One way to achieve this, from our point of view, is to recognise and address the need for increased collaboration between RECs and researchers before, during and after research ethics review. Ethics review should not be one-sided, but a deliberative process between researchers and RECs, as this will allow for the development of a deeper understanding of the ethical challenges that research might raise. A deliberative process requires a spirit of collaboration and respect for each other’s expertise (Brown et al., 2020; Carniel et al., 2023; Hickey et al., 2022). Prerequisites for developing respect for each other’s expertise are that at least one member of the ethics committee has expertise in the field of research being reviewed, that the researchers perceive the ethics review as an opportunity for improvement and that both sides listen and communicate respectfully (Guillemin et al., 2012; Potthoff et al., 2024).
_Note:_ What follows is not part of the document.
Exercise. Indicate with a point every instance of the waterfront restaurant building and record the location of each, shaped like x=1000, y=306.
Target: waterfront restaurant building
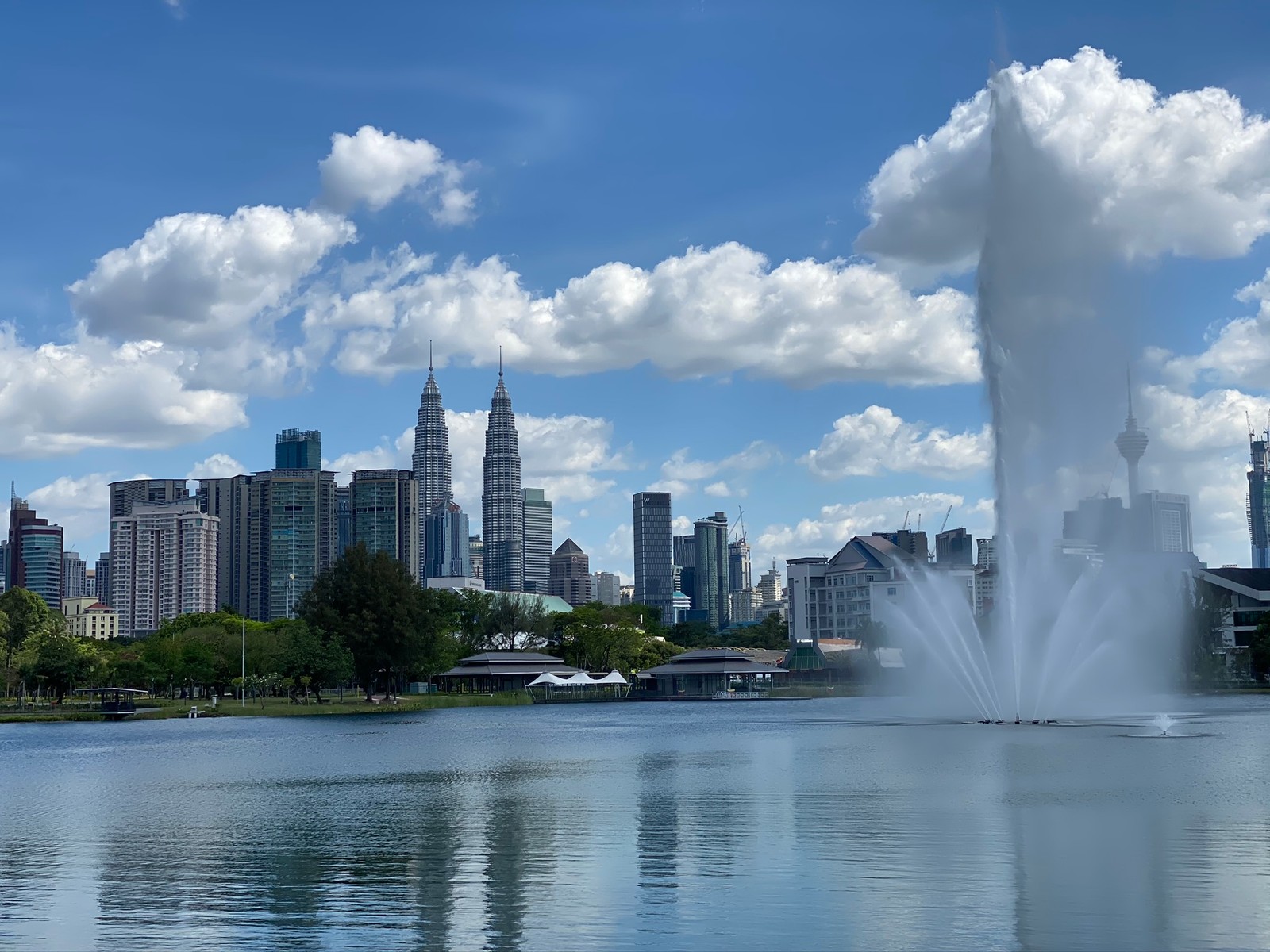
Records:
x=499, y=670
x=696, y=674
To enable consideration of knowledge about the respective lifeworlds of study participants, we propose two strategies. First, specific patient representatives should be included in REC meetings, where applicable, during the review process to sensitise committee members to the possible experiences of prospective participants, in our case of people with a psychiatric or dementia diagnosis. Second, the discussion should be extended to include (potential) study participants, as they know best about their personal situation including their personal relationships and situational well-being. Participant involvement in decisions that affect them should be continuously sought throughout the research process. In addition, researchers and, where appropriate, participants could be provided with specific guidelines containing information on particular research methods or participant groups. For example, the guideline ‘Overcoming Ethical Challenges Affecting the Involvement of People with Dementia in Research: Recognising Diversity and Promoting Inclusive Research’ (Gove et al., 2019) offers useful ideas for managing ethical challenges in the participation of people with dementia in research. Furthermore, when involving personal dyads of family members in health research, ethical considerations could be guided by the principle of preserving the ‘pre-existing relationship between participants and their continuing relationship after the interview’ (Voltelen et al., 2018, p. 9) in order to facilitate the best possible conditions for the future without causing distress to participants and endangering their well-being. A useful tool would be a joint preliminary reflection by researchers and (potential) participants on their needs regarding internal confidentiality. For example, interviewees could explicitly point out sensitive topics during the interview or in the preliminary discussion, which would assist researchers conducting the research.
Overall, we believe that our recommendations are also relevant to qualitative health research more widely, beyond the examples of individuals considered to be vulnerable that have been elaborated above, as health research often involves people who are in crisis, in a distressing situation or whose time is limited and precious.
Note
RECs are also known as institutional review boards (IRBs) and research ethics boards (REBs).